The band's style changed radically on this disc, going from the hard rock of the previous three discs to a more retro, power pop, Beatles-esque sound.
In the liner notes for the disc, Roger writes; "Extra Special Thanks To: Brent Gordon and Mike Pendleton for your friendship, years of hard work and musical contribution to M.A.T.W. with such little reward."

At 35 minutes and 17 seconds, this is the band's shortest album.

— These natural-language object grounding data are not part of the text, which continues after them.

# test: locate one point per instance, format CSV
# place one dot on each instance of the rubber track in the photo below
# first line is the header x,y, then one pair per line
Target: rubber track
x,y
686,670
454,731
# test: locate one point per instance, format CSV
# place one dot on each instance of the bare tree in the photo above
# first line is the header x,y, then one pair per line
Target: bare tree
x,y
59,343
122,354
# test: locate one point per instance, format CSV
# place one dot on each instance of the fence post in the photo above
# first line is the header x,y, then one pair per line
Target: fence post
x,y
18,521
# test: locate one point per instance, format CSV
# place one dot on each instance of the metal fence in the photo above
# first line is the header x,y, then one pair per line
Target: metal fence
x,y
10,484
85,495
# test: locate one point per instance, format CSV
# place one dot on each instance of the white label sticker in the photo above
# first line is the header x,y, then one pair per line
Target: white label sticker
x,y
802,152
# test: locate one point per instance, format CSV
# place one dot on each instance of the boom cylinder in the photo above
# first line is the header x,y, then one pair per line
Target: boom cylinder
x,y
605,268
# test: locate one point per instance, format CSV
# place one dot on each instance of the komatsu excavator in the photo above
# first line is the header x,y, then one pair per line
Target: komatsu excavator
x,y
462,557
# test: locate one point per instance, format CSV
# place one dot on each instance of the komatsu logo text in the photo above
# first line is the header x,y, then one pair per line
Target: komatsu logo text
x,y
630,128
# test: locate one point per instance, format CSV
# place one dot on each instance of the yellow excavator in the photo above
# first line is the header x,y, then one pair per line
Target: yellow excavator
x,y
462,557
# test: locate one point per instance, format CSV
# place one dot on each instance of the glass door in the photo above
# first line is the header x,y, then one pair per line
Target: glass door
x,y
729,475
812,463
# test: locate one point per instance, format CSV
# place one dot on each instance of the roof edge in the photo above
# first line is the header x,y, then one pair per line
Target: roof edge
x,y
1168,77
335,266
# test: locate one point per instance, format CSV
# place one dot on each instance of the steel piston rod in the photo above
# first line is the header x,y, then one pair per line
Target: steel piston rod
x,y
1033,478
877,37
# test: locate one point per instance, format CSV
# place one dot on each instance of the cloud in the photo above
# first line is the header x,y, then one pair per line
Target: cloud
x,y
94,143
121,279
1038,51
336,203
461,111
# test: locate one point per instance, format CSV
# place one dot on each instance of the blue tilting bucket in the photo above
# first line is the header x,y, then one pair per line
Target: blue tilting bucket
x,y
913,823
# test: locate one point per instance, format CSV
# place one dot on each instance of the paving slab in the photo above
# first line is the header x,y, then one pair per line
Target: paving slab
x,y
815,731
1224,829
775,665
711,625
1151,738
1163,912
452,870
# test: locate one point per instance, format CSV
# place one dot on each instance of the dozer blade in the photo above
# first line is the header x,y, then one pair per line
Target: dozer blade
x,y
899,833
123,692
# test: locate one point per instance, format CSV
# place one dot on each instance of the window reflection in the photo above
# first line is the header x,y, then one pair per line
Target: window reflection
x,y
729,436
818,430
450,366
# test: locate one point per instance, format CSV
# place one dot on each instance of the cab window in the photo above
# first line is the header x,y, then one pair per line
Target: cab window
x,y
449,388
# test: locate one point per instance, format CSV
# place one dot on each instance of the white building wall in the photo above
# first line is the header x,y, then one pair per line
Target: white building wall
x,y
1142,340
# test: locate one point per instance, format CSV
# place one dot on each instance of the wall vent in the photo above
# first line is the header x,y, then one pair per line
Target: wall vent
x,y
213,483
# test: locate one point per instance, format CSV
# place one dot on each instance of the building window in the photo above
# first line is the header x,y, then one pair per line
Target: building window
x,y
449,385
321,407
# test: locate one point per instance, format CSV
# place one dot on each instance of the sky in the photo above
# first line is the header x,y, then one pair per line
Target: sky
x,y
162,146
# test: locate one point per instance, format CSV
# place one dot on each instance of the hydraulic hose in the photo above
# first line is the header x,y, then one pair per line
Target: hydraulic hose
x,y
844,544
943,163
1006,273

Although Roger has stated that Mad At The World. was the band's first and last disc not recorded entirely at Roger's home studio, the drum tracks for The Ferris Wheel, just like Through the Forest were recorded at Randy's studio, Rose Studios.

==Track listing==
All songs written by Roger Rose, except "When Life Has A Plan" and "Going Nowhere Again" written by Randy Rose, and "The Love" and "No Secrets" written by Randy, Roger and Danny Rose.
1. "Not the Same" - 3:36
2. "Eyes of Heaven" - 3:15
3. "Jesus Lead Me" - 3:35
4. "No Secrets" - 3:29
5. "When Life Has a Plan" - 3:16
6. "Going Nowhere Again" - 3:36
7. "Losing Game" - 4:03
8. "All My Life" - 4:04
9. "The Love" - 3:35
10. "Inside of Heaven's Gate" - 2:41

==Personnel==
- Roger Rose - Vocals, guitars, keyboards
- Randy Rose - Vocals, drums and percussion
- Mike Link - Bass
- Ben Jacobs - Guitar
- Ray Rose - Bass on "When Life Has A Plan", "Going Nowhere Again" and "The Love"

Ray Rose, Roger and Randy's older brother, was not an actual member of the band but did play bass on three songs.

==Video==
This is the only disc for which a promotional video was filmed, for "Eyes Of Heaven". Available in QuickTime, it can be downloaded from the band's website.